Quote from ezbentley:
By grunt work, do you mean like IT and operational stuff? I assume those positions are not directly related to trading. So did you learn about the trading aspect by observation and exposure to other traders? Would you recommend that route to someone who wishes to get into institutional trading?
Your thread is very informational. Thanks for sharing your experience.
I did a bit of everything, from exchange connectivity to strategy development, to working out hacks to improve our bottom line. The difference between me and your usual software/hardware guy is that I was in a business group, not in an IT group. That's the distinction.
To say I gained nothing in terms of knowledge about trading from grunt work in an IB would be a lie. I learned so much about market microstructure that my vision of the markets is a thousand times clearer than it was in 2004, before I started supporting various prop traders.
The underlying point you should be aware of: don't ever take an IT job on Wall St. unless that IT work has you looking and interacting with the PnL and lists of trades. If you don't get to see the PnL, tell them to f off and find some other stooge.
As far as me going back to retail trading and try it, ... well, part of it is emotional. I kind of sympathize with the kids who come onto this forum thinking they are going to make a million dollars with their $2000 accounts. I know people on ET are douchebags and sometimes they have issues, but, ... I somehow feel for retail traders. I feel bad for the guy who tries his moving average cross-over strategy, or thinks some magical combination of technical indicators will save his finances. I feel bad for the guy who signs up for junk training programs.
Maybe I have this fascination of the retail trader because the guy who becomes a day trader is taking real risk and dreaming, maybe dreaming much more so than the usual cubicle grunt. It's that dreamer aspect of day traders that I love.
The other guys at the options desk I was in used to ridicule retail traders and call them "Joe Bob in Kansas." People would look at some of the customer flow and just laugh.
I didn't laugh too hard, because I also see myself in retail traders. In my mind, I see a young married guy with no kids telling his wife he's going to make it big, only to fail over and over. Maybe his marriage will survive, maybe it won't, ... and I think about how maybe no one understands why he takes risks. Sometimes I wonder if he (the retail trader) even understands his own risk in the game. The whole dynamic of deciding to bet life on this "game" intrigues me and fascinates me so much, that I just feel that I need to beat the game and make it as a retail trader before I die. As far as getting rich in and of itself, I'm not too worried about that.

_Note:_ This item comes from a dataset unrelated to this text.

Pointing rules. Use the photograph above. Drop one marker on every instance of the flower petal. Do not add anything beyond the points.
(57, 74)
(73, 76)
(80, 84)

In a way, sometimes I see a post here on ET and I want to tell people why they are wrong and how to improve their operations, but I can't. Even in this journal, I can't say too much about where I am looking. I also have a kind of hatred for large institutions, because they're so inhumane. Lay-offs roll around and every stays silent the next day and doesn't mention the name of the laid-off guy. There's also that whole lay-off rumor mill, and the sickness associated with people being glad they weren't the ones who got axed.